Bacaan yang dianjurkan setelah membaca surat Al-Fatihah dalam shalat sering kali menjadi perdebatan. Salah satu hadits yang menjadi pijakan anjuran membaca kata “âmîn” setelah surat Al-Fatihah adalah hadits yang menceritakan Nabi Muhammad shallallahu ‘alaihi wa sallam membaca “Ghayril maghdûbi ‘alaihim wa ladl-dhâllîn” lalu mengucapkan “âmîn” dengan keras.
Namun, ada yang meragukan keutamaan membaca “âmîn” ketika seseorang menambahkan lafadz “rabbighfir lî amin” setelah Al-Fatihah. Menurut para ulama, menambahkan doa “rabbighfir lî” setelah Al-Fatihah tidak menghilangkan anjuran membaca “âmîn”. Hal ini didasarkan pada penjelasan dalam kitab Tuhfah al-Muhtaj bahwa Rasulullah shallallahu ‘alaihi wa sallam bersabda setelah melafalkan ad-dhallîn adalah doa “rabbighfir lî âmîn”.

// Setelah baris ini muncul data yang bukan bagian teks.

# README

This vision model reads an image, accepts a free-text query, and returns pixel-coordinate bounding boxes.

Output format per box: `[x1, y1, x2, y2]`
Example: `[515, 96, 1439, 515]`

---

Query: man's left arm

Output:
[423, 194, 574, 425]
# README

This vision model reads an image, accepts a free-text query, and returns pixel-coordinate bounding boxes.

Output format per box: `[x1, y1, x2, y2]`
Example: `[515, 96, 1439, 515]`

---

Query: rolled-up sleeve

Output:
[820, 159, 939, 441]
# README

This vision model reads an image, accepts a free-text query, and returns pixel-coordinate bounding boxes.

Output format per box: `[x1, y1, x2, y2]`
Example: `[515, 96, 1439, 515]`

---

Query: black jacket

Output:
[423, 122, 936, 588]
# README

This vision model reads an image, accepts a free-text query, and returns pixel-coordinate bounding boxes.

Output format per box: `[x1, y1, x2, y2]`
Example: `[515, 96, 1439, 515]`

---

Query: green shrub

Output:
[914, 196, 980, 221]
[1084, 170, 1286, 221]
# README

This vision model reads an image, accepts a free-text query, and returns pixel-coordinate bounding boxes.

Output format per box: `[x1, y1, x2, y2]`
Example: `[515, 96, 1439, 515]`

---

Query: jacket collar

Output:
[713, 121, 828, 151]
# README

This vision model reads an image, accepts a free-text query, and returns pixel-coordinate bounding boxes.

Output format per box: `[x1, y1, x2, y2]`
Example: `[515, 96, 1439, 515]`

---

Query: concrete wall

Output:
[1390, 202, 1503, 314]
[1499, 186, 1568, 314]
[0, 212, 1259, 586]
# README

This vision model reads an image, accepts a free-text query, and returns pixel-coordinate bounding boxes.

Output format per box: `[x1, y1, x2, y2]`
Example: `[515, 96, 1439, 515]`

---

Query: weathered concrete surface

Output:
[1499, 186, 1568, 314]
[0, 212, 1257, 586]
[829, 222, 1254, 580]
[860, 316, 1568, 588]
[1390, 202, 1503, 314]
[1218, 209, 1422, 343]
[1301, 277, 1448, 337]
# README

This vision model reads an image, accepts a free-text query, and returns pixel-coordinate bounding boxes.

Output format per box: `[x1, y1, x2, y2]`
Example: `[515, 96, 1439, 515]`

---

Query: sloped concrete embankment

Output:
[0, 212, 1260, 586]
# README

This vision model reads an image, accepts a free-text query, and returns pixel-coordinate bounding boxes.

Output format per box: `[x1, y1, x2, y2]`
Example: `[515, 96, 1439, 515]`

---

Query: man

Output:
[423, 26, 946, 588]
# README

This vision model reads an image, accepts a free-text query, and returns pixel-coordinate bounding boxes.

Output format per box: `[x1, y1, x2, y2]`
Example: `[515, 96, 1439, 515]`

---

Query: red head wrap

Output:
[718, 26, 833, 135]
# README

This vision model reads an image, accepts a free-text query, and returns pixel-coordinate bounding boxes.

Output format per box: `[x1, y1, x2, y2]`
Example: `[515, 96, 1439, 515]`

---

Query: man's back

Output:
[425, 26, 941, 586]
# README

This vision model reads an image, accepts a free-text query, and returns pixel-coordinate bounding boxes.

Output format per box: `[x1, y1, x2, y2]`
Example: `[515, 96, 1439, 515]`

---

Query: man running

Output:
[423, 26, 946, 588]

Lebih lanjut, Syekh Ali Syibramalisi menyarankan menambahkan kalimat “Wa li wâlidayya wa li jamî’il muslimîn” untuk melengkapi doa tersebut. Dalam kitab hasyiyahnya, beliau menjelaskan bahwa menambahkan kalimat tersebut juga tidak masalah.
Meskipun demikian, perlu diperhatikan bahwa anjuran membaca doa “rabbighfir lî” setelah Al-Fatihah hanya berlaku bagi orang yang membaca Al-Fatihah saja, tidak bagi orang yang mendengarkan. Ini dijelaskan dalam kitab Hasyiyah I’anah at-Thalibin.
Meninjau kekuatan hadits, anjuran membaca “âmîn” setelah Al-Fatihah cenderung lebih kuat dan shahih daripada hadits yang menjadi pijakan membaca kata “rabbighfir lî amin”. Kesimpulan ini dijadikan pedoman oleh ulama hadits kenamaan Mesir, Syekh Abdullah bin Muhammad al-Ghumari dalam himpunan fatwanya.
Dengan demikian, dapat disimpulkan bahwa membaca kata “âmîn” setelah surat Al-Fatihah dalam shalat lebih utama karena berlandaskan pada dalil hadits yang lebih kuat. Meski demikian, menambahkan kata “rabbighfir lî” setelah Al-Fatihah juga dapat diamalkan karena berdasarkan pada dalil yang dianggap valid oleh beberapa ulama. Semoga informasi ini bermanfaat bagi kita semua.